Wehrlite is an ultramafic and ultrabasic rock that is a mixture of olivine and clinopyroxene. It is a subdivision of the peridotites.

Wehrlite is a mixture of olivine and clinopyroxene.

The nomenclature allows up to a few percent of orthopyroxene. Accessory minerals include ilmenite, chromite, magnetite and an aluminium-bearing mineral (plagioclase, spinel or garnet).

Wehrlites occur as mantle xenoliths and in ophiolites. Another occurrence is as cumulate in gabbro and norite layered intrusions. Some meteorites can also be classified as wehrlites (e.g. NWA 4797).
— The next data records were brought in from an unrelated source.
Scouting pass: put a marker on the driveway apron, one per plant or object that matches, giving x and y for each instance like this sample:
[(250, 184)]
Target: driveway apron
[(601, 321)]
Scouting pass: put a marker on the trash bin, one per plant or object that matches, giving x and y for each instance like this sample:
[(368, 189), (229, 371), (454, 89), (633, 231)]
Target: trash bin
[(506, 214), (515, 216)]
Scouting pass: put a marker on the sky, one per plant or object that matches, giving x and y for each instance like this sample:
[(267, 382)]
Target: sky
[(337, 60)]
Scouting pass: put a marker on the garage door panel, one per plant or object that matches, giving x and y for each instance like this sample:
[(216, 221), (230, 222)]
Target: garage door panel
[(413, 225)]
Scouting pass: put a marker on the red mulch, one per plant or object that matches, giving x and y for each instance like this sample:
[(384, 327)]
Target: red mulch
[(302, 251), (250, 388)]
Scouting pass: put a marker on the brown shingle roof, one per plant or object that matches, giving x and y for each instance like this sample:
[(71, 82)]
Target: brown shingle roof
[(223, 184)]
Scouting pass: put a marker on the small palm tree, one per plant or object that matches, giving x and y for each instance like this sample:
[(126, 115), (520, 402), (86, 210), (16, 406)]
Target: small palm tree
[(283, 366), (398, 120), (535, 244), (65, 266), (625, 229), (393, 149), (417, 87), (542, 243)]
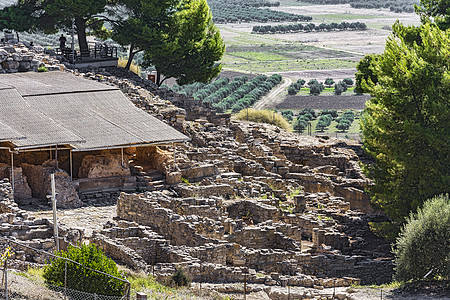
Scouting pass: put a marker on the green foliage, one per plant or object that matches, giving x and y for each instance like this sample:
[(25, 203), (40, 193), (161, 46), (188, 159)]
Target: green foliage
[(292, 90), (310, 111), (233, 11), (83, 279), (263, 116), (287, 114), (347, 81), (405, 126), (438, 11), (365, 73), (424, 242), (263, 29), (324, 121), (338, 89), (301, 124), (50, 16), (180, 278), (191, 46), (316, 88), (329, 82), (331, 112)]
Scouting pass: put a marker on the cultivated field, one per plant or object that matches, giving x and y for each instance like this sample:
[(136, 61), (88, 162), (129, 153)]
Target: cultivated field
[(310, 54), (323, 102)]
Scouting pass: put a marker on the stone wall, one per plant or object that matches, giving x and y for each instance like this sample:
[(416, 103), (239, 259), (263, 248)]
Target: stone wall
[(179, 230), (40, 182), (103, 165), (20, 58)]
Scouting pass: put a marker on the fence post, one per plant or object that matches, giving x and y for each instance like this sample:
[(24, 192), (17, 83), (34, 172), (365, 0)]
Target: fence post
[(141, 296), (245, 286), (6, 279), (65, 278)]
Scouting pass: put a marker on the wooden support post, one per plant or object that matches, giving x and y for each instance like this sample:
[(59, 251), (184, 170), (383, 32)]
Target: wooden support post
[(12, 172), (141, 296)]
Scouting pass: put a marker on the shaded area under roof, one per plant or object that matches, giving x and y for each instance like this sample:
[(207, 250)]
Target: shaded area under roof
[(97, 118), (56, 82), (39, 130)]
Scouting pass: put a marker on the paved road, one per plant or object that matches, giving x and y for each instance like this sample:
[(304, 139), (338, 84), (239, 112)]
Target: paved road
[(272, 94)]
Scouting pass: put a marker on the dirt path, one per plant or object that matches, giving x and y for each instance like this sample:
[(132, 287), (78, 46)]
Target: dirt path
[(266, 100)]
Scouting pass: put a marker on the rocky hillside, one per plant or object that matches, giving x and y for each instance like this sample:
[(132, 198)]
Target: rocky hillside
[(242, 202)]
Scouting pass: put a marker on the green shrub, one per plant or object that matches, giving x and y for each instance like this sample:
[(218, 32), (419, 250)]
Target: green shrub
[(83, 279), (316, 89), (348, 81), (180, 278), (424, 242), (292, 91), (301, 124), (263, 116)]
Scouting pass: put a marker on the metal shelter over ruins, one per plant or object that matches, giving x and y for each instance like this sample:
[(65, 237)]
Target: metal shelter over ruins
[(57, 111)]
Wehrlite is named after Alois Wehrle. He was born 1791 in Kroměříž, Czech Republic (then Kremsier in Mähren) and was a professor at the "Ungarische Bergakademie" (Hungarian Mining School) in Banská Štiavnica, Slovakia (then Schemnitz, Kingdom of Hungary).

==Brachinites==

Brachinites are a class of wherlitic primitive anachondrites that consist almost entirely of olivine, which ranges from 74 to 98% by volume. These often have accessory minerals such as plagioclase (6.7 to 12.9%), iron Sulfides (1.8 to 4.0%), clinopyroxene (1.5 to 8.2%) and orthopyroxene (0 to 2.4%) with traces of phosphates and meteoritic iron. The only deviation from regular chondrites is their high olivine to orthopyroxene ratio.